We live on a rather large lake, with an abundance of water birds. We love it, but Joey doesn't seem to be happy with the birds. At the moment there are a couple thousand Canadian geese over on the other side, and when all is quiet we can hear their chatter. Joey seems to tolerate that, but when he hears them as they are flying over, he freaks out and starts screaming. We're talking the loud, piercing, 'I'm about to be murdered' type of screaming. 

We want him happy and calm living here, and don't want the neighbors to be upset, so we are looking for ways to get him to relax and know that the outside birds aren't going to hurt him. He didn't do it from the beginning, but has only started in the last couple weeks, with the extra geese we seem to have these days. Before there were so many, when they would be loud, I would talk to him telling him they were geese and they were outside and use calm tones to assure him. Now he screams so loud he can't hear me talking to him. This happens a few times a day. My heart goes out to him for his fear, but at the same time, he needs to learn he is safe. 

Any ideas?


----------



## roxy culver (May 27, 2010)

I don't think its fear since their calling doesn't scare him. Sounds like he's trying to tell them where he's at (flock calling, but loudly because they never respond back to him.) Maybe playing a radio in his room that is loud enough he can't hear them and be upset may help? The only desensitizing I know of is to expose them continuously to the sounds but that would mean lots of screaming for you too.


----------



## TamaMoo (Jan 12, 2014)

I didn't think of it as flock calling with them being different birds. Duh, Tam.  That makes sense. Living where we do, he is going to be continuously exposed and has since moving here, so if it is only recent, it makes sense to be the flock call. 

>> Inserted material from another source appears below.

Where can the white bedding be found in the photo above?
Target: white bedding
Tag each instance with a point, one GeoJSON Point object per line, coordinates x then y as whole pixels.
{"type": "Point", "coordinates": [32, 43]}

He is in the living room so he is with us for our awake and at home hours, but we can have a radio for him. We've been considering it anyway for while we are at work to give him company.


----------



## caterpillar (Oct 14, 2013)

TamaMoo said:


> I didn't think of it as flock calling with them being different birds. Duh, Tam.  That makes sense. Living where we do, he is going to be continuously exposed and has since moving here, so if it is only recent, it makes sense to be the flock call.
> 
> He is in the living room so he is with us for our awake and at home hours, but we can have a radio for him. We've been considering it anyway for while we are at work to give him company.


Our bird flock calls to crows outside and they respond -- they DEFINITELY flock call to different species (as well as to humans).


----------



## TamaMoo (Jan 12, 2014)

Now that I realize he is calling the outside birds, I have been listening and am hearing that some are calling back. He had a bit of a chatter with a bird on the balcony a couple days ago.


----------